- Date: 8–14 November
- Edition: 17th
- Surface: Hard (Indoor)
- Location: Knoxville, United States

Champions

Singles
- Christopher Eubanks

Doubles
- Malek Jaziri / Blaž Rola
| Knoxville Challenger |

= 2021 Knoxville Challenger =

The 2021 Knoxville Challenger was a professional tennis tournament played on indoor hard courts. It was the seventeenth edition of the tournament which was part of the 2021 ATP Challenger Tour. It took place in Knoxville, United States between 8 and 14 November 2021.
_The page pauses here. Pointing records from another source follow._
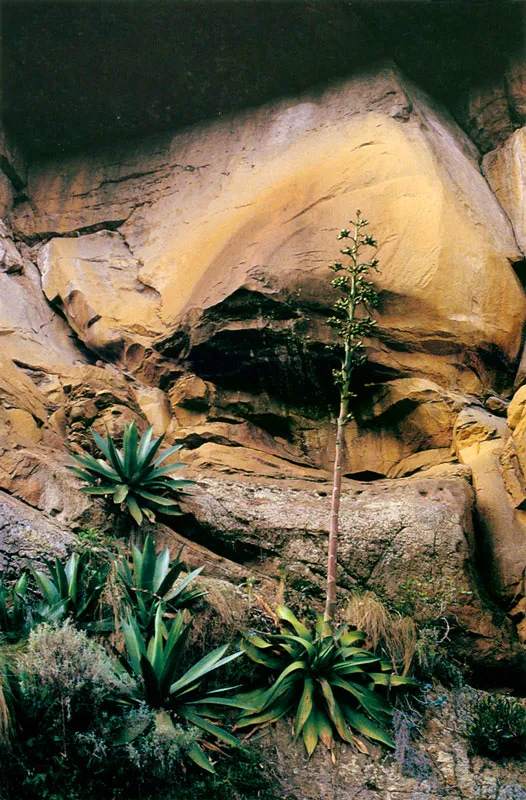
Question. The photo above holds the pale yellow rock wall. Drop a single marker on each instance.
(256, 202)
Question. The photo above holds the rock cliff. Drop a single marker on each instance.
(182, 280)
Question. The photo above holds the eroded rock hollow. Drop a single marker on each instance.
(181, 280)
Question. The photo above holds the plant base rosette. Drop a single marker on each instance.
(330, 685)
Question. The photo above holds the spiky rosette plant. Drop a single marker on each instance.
(133, 476)
(178, 695)
(324, 680)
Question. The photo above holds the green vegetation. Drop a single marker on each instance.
(72, 590)
(155, 661)
(14, 622)
(95, 712)
(151, 579)
(328, 683)
(133, 477)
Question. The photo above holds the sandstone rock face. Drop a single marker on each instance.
(493, 109)
(95, 280)
(234, 225)
(410, 541)
(25, 534)
(481, 442)
(431, 762)
(505, 170)
(183, 282)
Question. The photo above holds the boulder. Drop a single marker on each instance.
(411, 541)
(480, 440)
(28, 535)
(95, 281)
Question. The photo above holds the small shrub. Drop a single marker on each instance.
(432, 659)
(132, 477)
(64, 675)
(162, 751)
(8, 692)
(413, 764)
(497, 727)
(14, 618)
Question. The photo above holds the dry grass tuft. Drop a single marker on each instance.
(391, 634)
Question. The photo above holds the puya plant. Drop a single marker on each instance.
(133, 477)
(71, 590)
(14, 617)
(353, 322)
(152, 580)
(330, 686)
(324, 680)
(174, 693)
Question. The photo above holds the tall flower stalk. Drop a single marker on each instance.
(353, 322)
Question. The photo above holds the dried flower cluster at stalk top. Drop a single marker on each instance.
(356, 292)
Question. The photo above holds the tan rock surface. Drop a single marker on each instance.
(251, 205)
(31, 333)
(480, 439)
(95, 280)
(27, 534)
(411, 541)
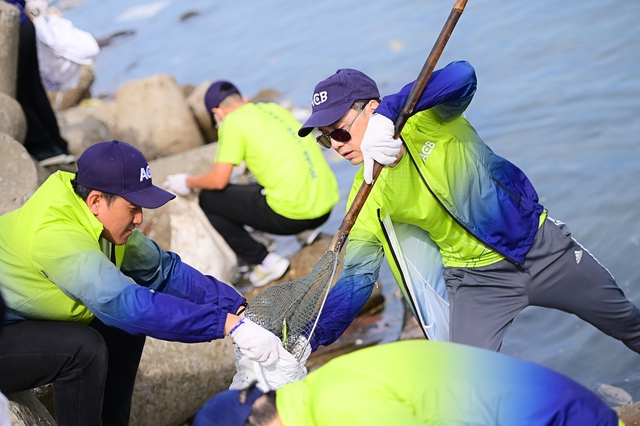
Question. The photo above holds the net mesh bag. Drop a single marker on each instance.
(291, 309)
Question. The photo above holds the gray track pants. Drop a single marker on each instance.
(558, 273)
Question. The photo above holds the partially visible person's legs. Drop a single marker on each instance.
(43, 139)
(70, 355)
(565, 276)
(125, 351)
(235, 206)
(230, 209)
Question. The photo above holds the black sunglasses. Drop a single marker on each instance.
(340, 135)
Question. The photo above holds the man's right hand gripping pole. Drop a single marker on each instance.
(379, 145)
(257, 343)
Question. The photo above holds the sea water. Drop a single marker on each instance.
(558, 95)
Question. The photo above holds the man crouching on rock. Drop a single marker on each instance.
(83, 288)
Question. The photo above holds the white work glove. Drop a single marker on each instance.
(378, 144)
(257, 343)
(178, 184)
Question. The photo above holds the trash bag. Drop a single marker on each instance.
(285, 370)
(62, 49)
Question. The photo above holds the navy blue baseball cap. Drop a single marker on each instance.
(226, 408)
(333, 97)
(118, 168)
(217, 92)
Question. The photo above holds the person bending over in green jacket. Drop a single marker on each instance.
(416, 382)
(83, 288)
(485, 234)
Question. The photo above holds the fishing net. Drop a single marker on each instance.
(291, 310)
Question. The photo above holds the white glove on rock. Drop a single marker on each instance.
(378, 144)
(178, 183)
(257, 343)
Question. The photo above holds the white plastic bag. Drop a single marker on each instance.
(285, 370)
(62, 49)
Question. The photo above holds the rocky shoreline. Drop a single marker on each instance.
(170, 125)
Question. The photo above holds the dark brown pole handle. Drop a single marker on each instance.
(417, 89)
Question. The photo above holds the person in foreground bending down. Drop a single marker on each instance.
(500, 250)
(83, 287)
(416, 382)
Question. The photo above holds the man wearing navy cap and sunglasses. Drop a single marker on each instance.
(83, 287)
(488, 249)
==Singles main-draw entrants==
===Seeds===

| Country | Player | Rank^{1} | Seed |
|---|---|---|---|
| USA | Tennys Sandgren | 93 | 1 |
| GER | Daniel Altmaier | 106 | 2 |
| CAN | Vasek Pospisil | 113 | 3 |
| USA | Mitchell Krueger | 148 | 4 |
| USA | Jack Sock | 153 | 5 |
| USA | J. J. Wolf | 159 | 6 |
| KAZ | Dmitry Popko | 171 | 7 |
| USA | Bjorn Fratangelo | 172 | 8 |

- ^{1} Rankings are as of November 1, 2021.

===Other entrants===
The following players received wildcards into the singles main draw:
- USA Aleksandar Kovacevic
- USA Emilio Nava
- AUS Adam Walton

The following player received entry into the singles main draw using a protected ranking:
- JPN Tatsuma Ito

The following players received entry into the singles main draw as alternates:
- USA Christian Harrison
- TUN Malek Jaziri
- CAN Peter Polansky

The following players received entry from the qualifying draw:
- USA JC Aragone
- NED Gijs Brouwer
- GBR Aidan McHugh
- USA Donald Young

==Champions==
===Singles===

- USA Christopher Eubanks def. GER Daniel Altmaier 6–3, 6–4.

===Doubles===

- TUN Malek Jaziri / SLO Blaž Rola def. MEX Hans Hach Verdugo / MEX Miguel Ángel Reyes-Varela 3–6, 6–3, [10–5].